Prior research has shown that scan sequence (i.e., the order in which geometric features on the part are scanned by the laser) can help in homogenizing temperature distribution across a part, thus reducing distortion, overheating and excessive stress. However, scan sequence is currently determined based on trial-and-error or heuristics, leading to inconsistent and suboptimal results.

This project supports a scientific investigation into an approach for optimally determining scan sequence using models of the printing process. The knowledge created through this investigation will enable 3D printing of complex metallic parts with fewer failed or defective prints, thus improving the economic viability of laser powder bed fusion. The research will enrich an outreach program to excite middle school students in Detroit and inspire them to pursue careers in STEM fields.
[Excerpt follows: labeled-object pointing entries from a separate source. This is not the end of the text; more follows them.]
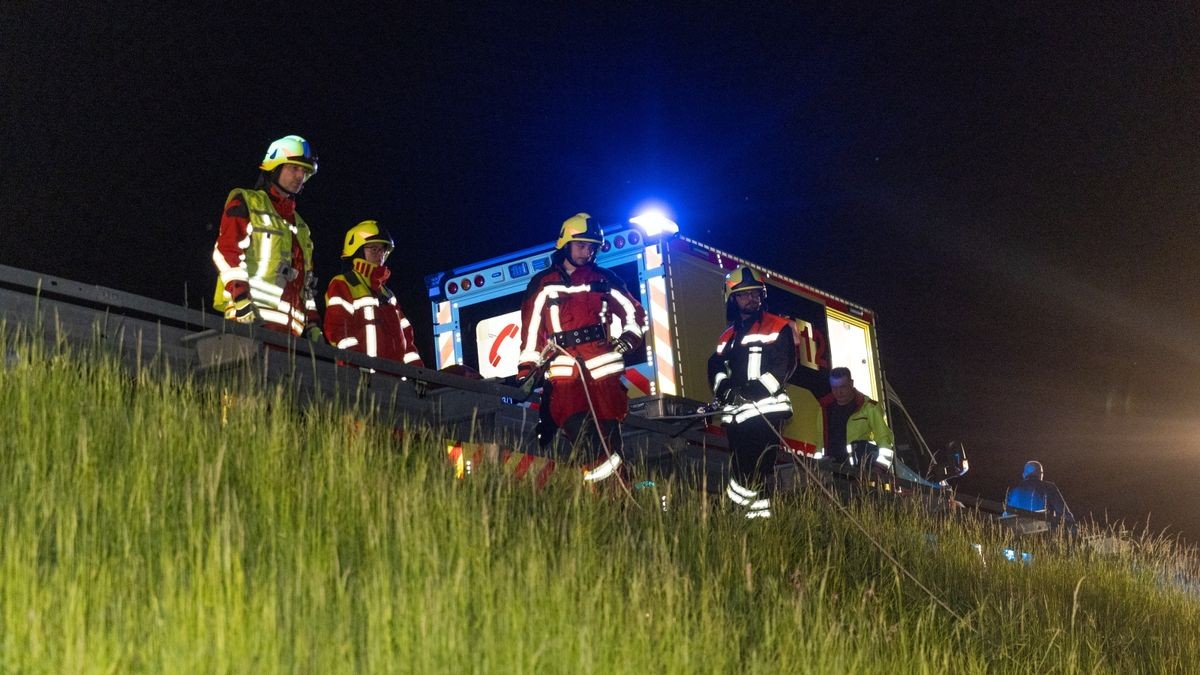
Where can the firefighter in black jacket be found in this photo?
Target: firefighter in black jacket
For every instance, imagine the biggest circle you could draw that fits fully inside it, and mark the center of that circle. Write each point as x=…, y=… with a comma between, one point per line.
x=749, y=370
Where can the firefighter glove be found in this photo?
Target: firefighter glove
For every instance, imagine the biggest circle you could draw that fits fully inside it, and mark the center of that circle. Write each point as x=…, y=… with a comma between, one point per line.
x=755, y=390
x=312, y=332
x=724, y=393
x=244, y=311
x=623, y=344
x=526, y=369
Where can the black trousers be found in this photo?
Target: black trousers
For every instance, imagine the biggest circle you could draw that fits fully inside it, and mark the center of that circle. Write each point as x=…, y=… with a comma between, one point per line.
x=586, y=447
x=753, y=444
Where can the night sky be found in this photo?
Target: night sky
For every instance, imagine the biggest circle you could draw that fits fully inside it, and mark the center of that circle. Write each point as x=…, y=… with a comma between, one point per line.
x=1011, y=186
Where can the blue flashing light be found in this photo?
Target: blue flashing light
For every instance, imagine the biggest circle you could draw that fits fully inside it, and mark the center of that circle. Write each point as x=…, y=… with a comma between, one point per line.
x=654, y=222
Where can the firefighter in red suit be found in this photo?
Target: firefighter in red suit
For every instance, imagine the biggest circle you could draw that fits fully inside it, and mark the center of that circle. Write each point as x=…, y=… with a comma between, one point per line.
x=264, y=249
x=755, y=357
x=361, y=314
x=587, y=311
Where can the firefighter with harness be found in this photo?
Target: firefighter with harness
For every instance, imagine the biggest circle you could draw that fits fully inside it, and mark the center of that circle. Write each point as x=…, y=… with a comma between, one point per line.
x=749, y=372
x=361, y=314
x=263, y=252
x=581, y=317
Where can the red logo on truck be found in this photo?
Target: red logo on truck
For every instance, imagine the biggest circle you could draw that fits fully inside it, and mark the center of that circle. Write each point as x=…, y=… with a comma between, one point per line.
x=509, y=330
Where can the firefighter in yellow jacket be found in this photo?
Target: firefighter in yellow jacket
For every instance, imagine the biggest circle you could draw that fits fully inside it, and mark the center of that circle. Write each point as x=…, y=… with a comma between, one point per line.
x=264, y=249
x=850, y=417
x=755, y=357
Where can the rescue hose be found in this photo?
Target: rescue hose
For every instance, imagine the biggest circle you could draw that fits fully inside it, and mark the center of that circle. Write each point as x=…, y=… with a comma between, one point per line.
x=604, y=443
x=833, y=499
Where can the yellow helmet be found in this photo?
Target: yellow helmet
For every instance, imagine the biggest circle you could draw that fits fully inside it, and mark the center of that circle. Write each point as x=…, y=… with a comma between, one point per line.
x=366, y=232
x=744, y=279
x=289, y=150
x=580, y=227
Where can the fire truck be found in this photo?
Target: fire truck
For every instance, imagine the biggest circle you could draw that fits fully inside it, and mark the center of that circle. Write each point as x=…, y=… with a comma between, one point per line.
x=477, y=323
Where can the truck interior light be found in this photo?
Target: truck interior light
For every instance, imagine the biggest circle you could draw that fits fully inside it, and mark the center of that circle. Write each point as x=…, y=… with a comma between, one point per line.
x=654, y=222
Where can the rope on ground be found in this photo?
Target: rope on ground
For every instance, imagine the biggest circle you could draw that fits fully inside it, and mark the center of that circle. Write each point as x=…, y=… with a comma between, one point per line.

The objective of the project is to mathematically, numerically, and experimentally uncover the relationships between optimal scan sequences, temperature distribution, distortion, and residual stress in laser powder bed fusion using physics-based and data-driven thermal or thermomechanical models. The impacts of optimal scan sequences on microstructure and other part quality metrics will also be investigated.

This objective will be achieved by: (1) incorporating advanced thermal effects into the determination of optimal scan sequences using data-driven models; (2) numerically investigating when optimal scan sequences generated using only thermal models do not adequately reduce distortion or residual stress; and (3) introducing thermomechanical effects into the determination of optimal scan sequences in cases where thermal models alone are deficient. The methods will be validated experimentally.

Translation of knowledge from this project to application may accelerate the adoption of additive manufacturing in broader industries.

This award reflects NSF's statutory mission and has been deemed worthy of support through evaluation using the Foundation's intellectual merit and broader impacts review criteria.